The second half of this story is more an essay than a story about the Israeli Palestinian conflict. Friedman does a good job detailing the complicated and tenuous position of the Israeli state to establish democracy, Israeli rule, and security. It seems these features cannot all be had at once. Can a religious state be democratic? Can the majority Palestinians live peacefully in a state ruled by minority Israelis?
This book is well written and easy to follow. It makes the complex middle east situation accessible.
I’ve read criticisms of Friedman’s style as risible, with mixed metaphors and outlandish analogies. I didn’t really notice in the Beirut portion of the book, and I usually do. I think it’s that the story he had to tell was so riveting, I didn’t trip up on that--I just glided right through. When you’re reading about an Israeli officer being confronted in Beirut with three boxes, one filled with heads, another with torsos and another with limbs or read of how the parrot at the bar of the Commodore Hotel rendered a “perfect imitation of the whistle of an incoming shell,” it’s not style that draws your attention. I certainly found this book very readable and well-paced in that first half of the book. I admit I did start noticing the plethora of analogies in the Jerusalem portion. Maybe because a Hobbesian hell like Beirut rivets your attention more than the stories of a functioning democracy. Maybe it’s that the Beirut portions seemed more built on personal experience and observations, while the Jerusalem portions more based on interviews with others. Maybe it’s that his stylistic tics, as some reviewers suggest, increased over time and the Beirut portions were based on material written earlier. For whatever reason, I did find the second half of the book less compelling, and the style much more irksome.

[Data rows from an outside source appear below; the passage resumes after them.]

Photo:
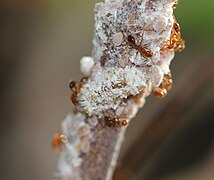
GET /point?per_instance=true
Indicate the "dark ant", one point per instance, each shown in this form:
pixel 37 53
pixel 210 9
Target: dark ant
pixel 75 88
pixel 115 122
pixel 142 50
pixel 58 140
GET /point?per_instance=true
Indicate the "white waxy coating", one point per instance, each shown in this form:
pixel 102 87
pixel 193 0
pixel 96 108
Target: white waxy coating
pixel 86 65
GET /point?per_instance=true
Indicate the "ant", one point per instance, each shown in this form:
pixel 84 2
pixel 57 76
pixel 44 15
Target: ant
pixel 115 122
pixel 146 53
pixel 75 88
pixel 58 140
pixel 166 84
pixel 176 42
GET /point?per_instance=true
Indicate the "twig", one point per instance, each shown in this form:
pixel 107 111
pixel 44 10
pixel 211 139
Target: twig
pixel 129 59
pixel 166 120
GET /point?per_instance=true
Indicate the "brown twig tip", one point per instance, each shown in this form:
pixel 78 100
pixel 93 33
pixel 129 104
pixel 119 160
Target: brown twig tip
pixel 134 43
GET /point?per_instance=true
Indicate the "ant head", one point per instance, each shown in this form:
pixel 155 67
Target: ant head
pixel 131 39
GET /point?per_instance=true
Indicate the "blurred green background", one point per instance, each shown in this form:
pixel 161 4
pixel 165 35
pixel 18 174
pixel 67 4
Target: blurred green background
pixel 41 42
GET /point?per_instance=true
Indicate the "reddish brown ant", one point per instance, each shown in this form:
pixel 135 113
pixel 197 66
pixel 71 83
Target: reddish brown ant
pixel 75 88
pixel 146 53
pixel 175 42
pixel 115 122
pixel 166 84
pixel 58 140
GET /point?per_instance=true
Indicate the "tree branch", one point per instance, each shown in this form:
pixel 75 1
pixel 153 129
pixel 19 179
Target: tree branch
pixel 132 52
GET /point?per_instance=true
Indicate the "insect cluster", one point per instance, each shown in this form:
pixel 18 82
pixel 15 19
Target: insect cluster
pixel 146 53
pixel 115 122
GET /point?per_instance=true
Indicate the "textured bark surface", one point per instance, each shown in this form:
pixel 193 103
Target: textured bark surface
pixel 129 59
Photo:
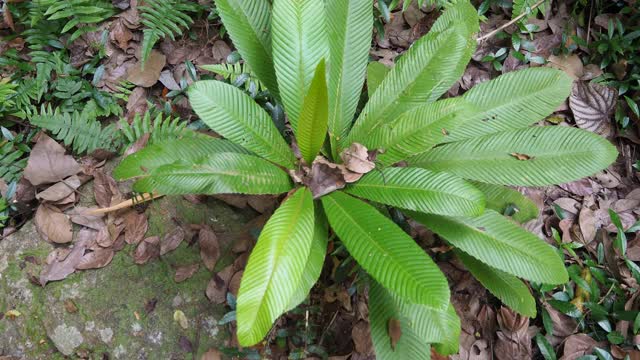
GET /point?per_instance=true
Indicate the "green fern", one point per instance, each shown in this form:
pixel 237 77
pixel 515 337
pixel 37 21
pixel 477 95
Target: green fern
pixel 160 128
pixel 82 131
pixel 162 19
pixel 83 15
pixel 238 74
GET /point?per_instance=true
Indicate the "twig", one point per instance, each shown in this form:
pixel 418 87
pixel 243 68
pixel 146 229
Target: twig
pixel 125 204
pixel 515 20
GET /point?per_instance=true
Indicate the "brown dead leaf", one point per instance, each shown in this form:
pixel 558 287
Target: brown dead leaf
pixel 356 159
pixel 52 225
pixel 395 332
pixel 185 272
pixel 212 354
pixel 592 106
pixel 209 247
pixel 135 227
pixel 578 345
pixel 172 240
pixel 96 259
pixel 148 76
pixel 148 249
pixel 361 335
pixel 48 164
pixel 218 285
pixel 60 190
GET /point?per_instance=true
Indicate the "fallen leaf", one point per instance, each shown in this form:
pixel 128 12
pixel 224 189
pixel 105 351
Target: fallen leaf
pixel 395 332
pixel 52 225
pixel 60 190
pixel 592 106
pixel 181 319
pixel 209 247
pixel 148 76
pixel 212 354
pixel 96 259
pixel 172 240
pixel 135 227
pixel 185 272
pixel 148 249
pixel 48 164
pixel 217 288
pixel 356 159
pixel 361 335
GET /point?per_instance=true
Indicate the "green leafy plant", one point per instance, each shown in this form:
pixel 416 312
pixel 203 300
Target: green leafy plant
pixel 457 154
pixel 162 19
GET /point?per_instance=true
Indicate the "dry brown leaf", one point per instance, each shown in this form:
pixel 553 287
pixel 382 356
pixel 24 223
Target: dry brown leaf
pixel 135 227
pixel 209 247
pixel 185 272
pixel 217 288
pixel 48 164
pixel 60 190
pixel 148 76
pixel 356 159
pixel 52 225
pixel 96 259
pixel 172 240
pixel 361 335
pixel 148 249
pixel 592 106
pixel 578 345
pixel 395 332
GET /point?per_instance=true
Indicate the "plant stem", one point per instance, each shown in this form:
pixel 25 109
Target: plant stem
pixel 515 20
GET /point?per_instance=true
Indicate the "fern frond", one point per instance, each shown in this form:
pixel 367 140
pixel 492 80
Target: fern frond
pixel 81 131
pixel 162 19
pixel 160 128
pixel 238 74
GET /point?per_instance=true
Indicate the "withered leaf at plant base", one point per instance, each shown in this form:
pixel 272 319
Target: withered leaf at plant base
pixel 58 269
pixel 592 106
pixel 60 190
pixel 209 247
pixel 96 259
pixel 172 240
pixel 52 225
pixel 356 159
pixel 218 285
pixel 48 163
pixel 395 332
pixel 185 272
pixel 148 249
pixel 135 227
pixel 105 189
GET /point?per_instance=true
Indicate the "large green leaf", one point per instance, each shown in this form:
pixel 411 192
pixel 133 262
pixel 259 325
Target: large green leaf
pixel 512 101
pixel 529 157
pixel 299 43
pixel 350 24
pixel 387 253
pixel 312 126
pixel 418 130
pixel 423 74
pixel 501 198
pixel 317 253
pixel 500 243
pixel 275 267
pixel 218 173
pixel 249 26
pixel 421 325
pixel 508 288
pixel 166 152
pixel 420 190
pixel 233 114
pixel 376 72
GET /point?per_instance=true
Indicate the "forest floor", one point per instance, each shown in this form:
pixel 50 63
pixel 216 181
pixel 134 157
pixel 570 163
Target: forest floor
pixel 161 280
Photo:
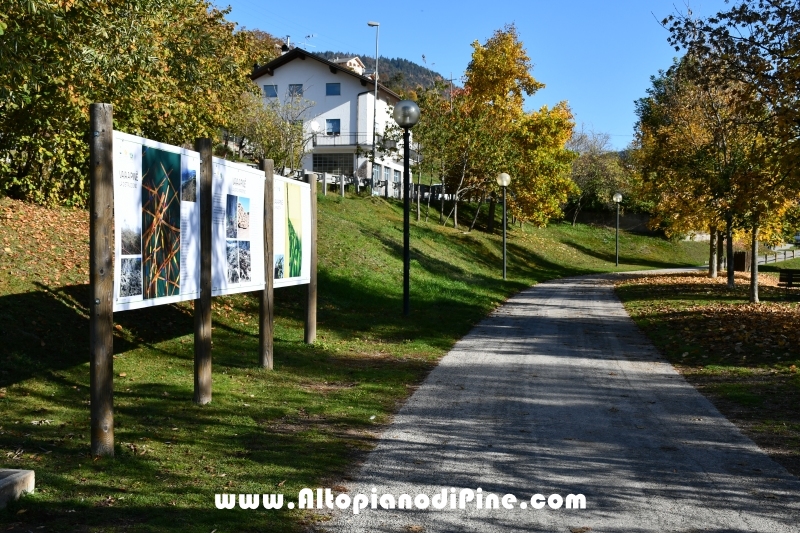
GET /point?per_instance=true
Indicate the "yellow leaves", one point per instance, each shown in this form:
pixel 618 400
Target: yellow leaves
pixel 500 72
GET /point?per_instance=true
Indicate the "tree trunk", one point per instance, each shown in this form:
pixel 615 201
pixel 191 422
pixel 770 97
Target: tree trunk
pixel 729 252
pixel 492 207
pixel 575 214
pixel 477 212
pixel 712 246
pixel 419 209
pixel 441 211
pixel 428 205
pixel 754 265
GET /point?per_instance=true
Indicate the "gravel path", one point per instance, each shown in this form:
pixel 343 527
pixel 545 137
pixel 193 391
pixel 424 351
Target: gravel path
pixel 558 392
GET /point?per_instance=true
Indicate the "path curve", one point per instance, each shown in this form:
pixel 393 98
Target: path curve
pixel 558 392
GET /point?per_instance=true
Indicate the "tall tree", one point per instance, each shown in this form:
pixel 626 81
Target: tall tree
pixel 707 153
pixel 173 69
pixel 483 130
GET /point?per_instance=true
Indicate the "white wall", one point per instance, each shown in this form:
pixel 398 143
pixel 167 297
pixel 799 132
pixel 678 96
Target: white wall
pixel 353 107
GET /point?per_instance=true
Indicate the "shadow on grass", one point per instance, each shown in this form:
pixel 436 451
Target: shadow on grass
pixel 623 259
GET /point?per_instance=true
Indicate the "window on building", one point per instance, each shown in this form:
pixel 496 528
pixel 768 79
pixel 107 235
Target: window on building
pixel 271 91
pixel 333 126
pixel 295 89
pixel 338 164
pixel 333 89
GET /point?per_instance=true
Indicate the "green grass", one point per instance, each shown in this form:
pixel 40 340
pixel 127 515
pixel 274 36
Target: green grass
pixel 301 425
pixel 743 356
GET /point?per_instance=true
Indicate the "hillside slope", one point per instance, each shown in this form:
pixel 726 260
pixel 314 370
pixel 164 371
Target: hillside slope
pixel 300 425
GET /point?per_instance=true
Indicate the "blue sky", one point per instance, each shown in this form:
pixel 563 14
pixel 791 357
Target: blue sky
pixel 597 55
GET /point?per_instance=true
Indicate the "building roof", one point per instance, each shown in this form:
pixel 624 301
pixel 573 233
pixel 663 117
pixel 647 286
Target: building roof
pixel 299 53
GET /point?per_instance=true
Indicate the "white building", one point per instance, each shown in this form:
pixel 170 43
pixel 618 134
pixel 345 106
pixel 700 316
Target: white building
pixel 344 100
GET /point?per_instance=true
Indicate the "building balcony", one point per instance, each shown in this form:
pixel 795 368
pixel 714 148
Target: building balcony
pixel 342 139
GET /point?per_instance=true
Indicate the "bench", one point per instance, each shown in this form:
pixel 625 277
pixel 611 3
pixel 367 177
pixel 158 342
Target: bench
pixel 789 277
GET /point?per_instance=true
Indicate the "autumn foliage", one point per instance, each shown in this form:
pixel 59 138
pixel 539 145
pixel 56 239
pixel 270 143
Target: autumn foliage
pixel 470 135
pixel 173 69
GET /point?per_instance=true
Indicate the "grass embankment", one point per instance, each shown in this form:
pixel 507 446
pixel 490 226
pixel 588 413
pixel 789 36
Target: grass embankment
pixel 744 357
pixel 301 425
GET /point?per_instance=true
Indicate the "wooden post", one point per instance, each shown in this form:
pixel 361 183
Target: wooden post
pixel 267 307
pixel 311 288
pixel 202 305
pixel 101 278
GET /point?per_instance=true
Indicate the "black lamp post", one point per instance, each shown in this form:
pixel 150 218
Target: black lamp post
pixel 617 200
pixel 504 180
pixel 406 114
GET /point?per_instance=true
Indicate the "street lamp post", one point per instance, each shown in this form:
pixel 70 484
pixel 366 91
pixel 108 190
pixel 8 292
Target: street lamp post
pixel 504 180
pixel 617 200
pixel 406 114
pixel 377 26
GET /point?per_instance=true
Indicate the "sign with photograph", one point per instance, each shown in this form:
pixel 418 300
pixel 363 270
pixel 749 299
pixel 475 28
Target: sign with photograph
pixel 157 223
pixel 292 228
pixel 237 228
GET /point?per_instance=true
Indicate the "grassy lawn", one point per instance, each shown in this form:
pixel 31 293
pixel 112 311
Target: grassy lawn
pixel 744 357
pixel 306 423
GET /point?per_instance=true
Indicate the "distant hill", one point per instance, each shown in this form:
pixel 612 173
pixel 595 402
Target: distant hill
pixel 396 73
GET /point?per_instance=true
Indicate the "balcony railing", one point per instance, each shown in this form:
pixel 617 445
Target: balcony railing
pixel 341 139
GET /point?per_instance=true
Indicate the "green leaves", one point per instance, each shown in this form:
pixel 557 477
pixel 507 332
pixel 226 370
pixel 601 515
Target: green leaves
pixel 173 69
pixel 479 131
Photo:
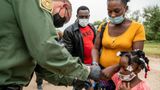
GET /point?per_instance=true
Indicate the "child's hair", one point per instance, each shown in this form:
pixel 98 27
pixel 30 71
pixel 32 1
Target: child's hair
pixel 123 1
pixel 137 56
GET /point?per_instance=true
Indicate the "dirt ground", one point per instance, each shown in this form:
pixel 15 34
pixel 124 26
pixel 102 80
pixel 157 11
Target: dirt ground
pixel 153 78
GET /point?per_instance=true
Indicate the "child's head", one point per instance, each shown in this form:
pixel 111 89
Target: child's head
pixel 132 63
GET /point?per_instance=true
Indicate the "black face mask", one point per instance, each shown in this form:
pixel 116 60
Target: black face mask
pixel 58 21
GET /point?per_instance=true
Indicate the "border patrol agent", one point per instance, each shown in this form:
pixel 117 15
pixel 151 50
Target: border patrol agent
pixel 28 37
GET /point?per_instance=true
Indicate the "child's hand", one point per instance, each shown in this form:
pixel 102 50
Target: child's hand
pixel 124 86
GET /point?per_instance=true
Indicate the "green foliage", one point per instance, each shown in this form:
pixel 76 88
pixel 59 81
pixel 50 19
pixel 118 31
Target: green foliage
pixel 136 15
pixel 152 48
pixel 152 22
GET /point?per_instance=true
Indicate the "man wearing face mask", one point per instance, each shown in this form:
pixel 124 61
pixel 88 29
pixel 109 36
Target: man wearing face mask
pixel 79 37
pixel 28 37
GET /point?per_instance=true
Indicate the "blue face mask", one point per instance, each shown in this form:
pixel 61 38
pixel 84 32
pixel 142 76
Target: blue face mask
pixel 116 20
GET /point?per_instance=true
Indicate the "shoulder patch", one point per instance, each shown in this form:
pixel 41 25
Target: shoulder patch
pixel 46 5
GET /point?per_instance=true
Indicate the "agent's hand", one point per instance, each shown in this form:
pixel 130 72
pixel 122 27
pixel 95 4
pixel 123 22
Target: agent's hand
pixel 95 72
pixel 125 86
pixel 79 85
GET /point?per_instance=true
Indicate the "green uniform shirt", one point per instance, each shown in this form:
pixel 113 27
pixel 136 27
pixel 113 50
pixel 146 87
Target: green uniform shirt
pixel 27 36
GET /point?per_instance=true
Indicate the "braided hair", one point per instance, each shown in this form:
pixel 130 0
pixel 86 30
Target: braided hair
pixel 137 56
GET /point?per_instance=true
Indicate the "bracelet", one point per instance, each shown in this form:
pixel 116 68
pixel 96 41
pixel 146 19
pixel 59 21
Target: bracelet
pixel 94 63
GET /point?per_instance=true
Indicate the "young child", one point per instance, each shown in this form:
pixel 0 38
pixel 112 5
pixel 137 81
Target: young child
pixel 131 63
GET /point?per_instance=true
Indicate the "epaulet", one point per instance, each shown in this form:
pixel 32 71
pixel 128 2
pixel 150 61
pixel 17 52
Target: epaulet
pixel 46 5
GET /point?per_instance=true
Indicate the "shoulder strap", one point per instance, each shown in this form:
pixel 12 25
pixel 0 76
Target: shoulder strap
pixel 101 34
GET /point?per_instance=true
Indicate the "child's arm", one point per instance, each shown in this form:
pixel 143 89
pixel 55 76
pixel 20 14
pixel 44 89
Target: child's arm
pixel 110 71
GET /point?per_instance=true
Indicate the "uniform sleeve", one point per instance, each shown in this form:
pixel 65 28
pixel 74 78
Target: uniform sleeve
pixel 67 40
pixel 39 34
pixel 140 34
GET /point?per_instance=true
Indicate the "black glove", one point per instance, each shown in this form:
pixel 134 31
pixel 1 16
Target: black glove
pixel 79 84
pixel 95 72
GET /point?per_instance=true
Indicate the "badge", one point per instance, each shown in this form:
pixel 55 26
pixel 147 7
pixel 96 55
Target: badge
pixel 46 5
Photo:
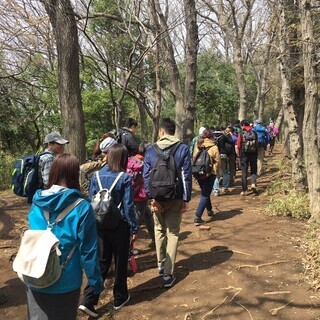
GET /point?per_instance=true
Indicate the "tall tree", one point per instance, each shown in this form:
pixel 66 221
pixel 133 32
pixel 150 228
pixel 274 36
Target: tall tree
pixel 64 26
pixel 311 123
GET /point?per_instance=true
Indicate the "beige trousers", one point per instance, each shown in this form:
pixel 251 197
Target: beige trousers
pixel 166 230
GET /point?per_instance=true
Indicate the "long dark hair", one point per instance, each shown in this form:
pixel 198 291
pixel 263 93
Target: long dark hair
pixel 118 157
pixel 205 134
pixel 65 169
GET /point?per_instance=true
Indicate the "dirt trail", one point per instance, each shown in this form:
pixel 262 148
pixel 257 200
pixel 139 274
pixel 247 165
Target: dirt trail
pixel 247 266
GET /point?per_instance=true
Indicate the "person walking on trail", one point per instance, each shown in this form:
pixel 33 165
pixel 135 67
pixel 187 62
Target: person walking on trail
pixel 263 140
pixel 226 148
pixel 114 242
pixel 140 198
pixel 247 148
pixel 194 142
pixel 167 213
pixel 273 134
pixel 60 300
pixel 54 145
pixel 206 183
pixel 128 137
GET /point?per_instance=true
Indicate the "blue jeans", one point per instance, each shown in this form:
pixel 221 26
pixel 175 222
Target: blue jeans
pixel 224 173
pixel 205 201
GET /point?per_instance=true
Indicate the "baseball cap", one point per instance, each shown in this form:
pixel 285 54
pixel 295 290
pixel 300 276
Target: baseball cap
pixel 201 130
pixel 55 137
pixel 106 144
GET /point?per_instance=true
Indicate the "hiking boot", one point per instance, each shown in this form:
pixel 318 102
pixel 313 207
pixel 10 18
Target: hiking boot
pixel 199 222
pixel 89 311
pixel 119 305
pixel 168 280
pixel 210 213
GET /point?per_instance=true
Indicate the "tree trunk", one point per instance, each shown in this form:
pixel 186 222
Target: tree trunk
pixel 286 94
pixel 64 26
pixel 311 139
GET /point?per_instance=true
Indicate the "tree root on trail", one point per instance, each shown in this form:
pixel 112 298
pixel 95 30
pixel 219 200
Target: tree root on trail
pixel 275 310
pixel 243 307
pixel 215 308
pixel 257 266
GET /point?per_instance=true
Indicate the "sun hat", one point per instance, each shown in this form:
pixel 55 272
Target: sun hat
pixel 106 144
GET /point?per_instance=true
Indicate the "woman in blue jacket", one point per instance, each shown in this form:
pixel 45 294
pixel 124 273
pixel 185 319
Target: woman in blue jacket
pixel 114 242
pixel 60 300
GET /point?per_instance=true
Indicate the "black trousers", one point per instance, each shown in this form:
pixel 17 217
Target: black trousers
pixel 246 160
pixel 112 243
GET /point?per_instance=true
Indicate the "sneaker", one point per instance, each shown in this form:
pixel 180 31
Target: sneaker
pixel 199 222
pixel 210 213
pixel 89 311
pixel 119 306
pixel 161 271
pixel 168 280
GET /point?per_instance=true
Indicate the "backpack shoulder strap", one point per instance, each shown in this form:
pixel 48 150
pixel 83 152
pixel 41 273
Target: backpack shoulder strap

Friedman seemed to me very even-handed. He certainly took to task not just Arabs, but the Israelis and the Americans for a generous share of the blame. Some reviewers pegged him as a Neo-Con, but given his insistence there will be no peace until Israeli settlers are withdrawn from the West Bank, his account of the Israeli occupation there, and his criticism of the Reagan and first Bush administrations, he hardly came across to me that way, and the Goodreads bio taken from the Wiki described him as "left-leaning." I don't think he's so easily labeled, at least not in this book. He identifies three forces that drive much of the madness of the Middle East, and interestingly it isn’t religion, or at least religion per se, which he blames. Even when it comes to Islamic Fundamentalism, he believes it “is at root a secular socioeconomic problem.” He points to three conflicting and competing forces: tribalism, authoritarianism, and nationalism--particularly in the context of how the colonial powers drew very artificial lines when in the aftermath of World War I the Middle Eastern states were established.
I may not always agree with Friedman's analysis or his solutions, but certainly his account of his time in the Middle East makes for a good primer on the nations of the Middle East and their conflicts, even though almost a quarter of a century has passed since the original publication. And the 2012 edition I read had an interesting Afterword on the events that have passed since, particularly Friedman’s thoughts on the Arab Spring and its opportunities and dangers. This may not be the last word on the subject of the contemporary Middle East, but it’s not a bad place to start.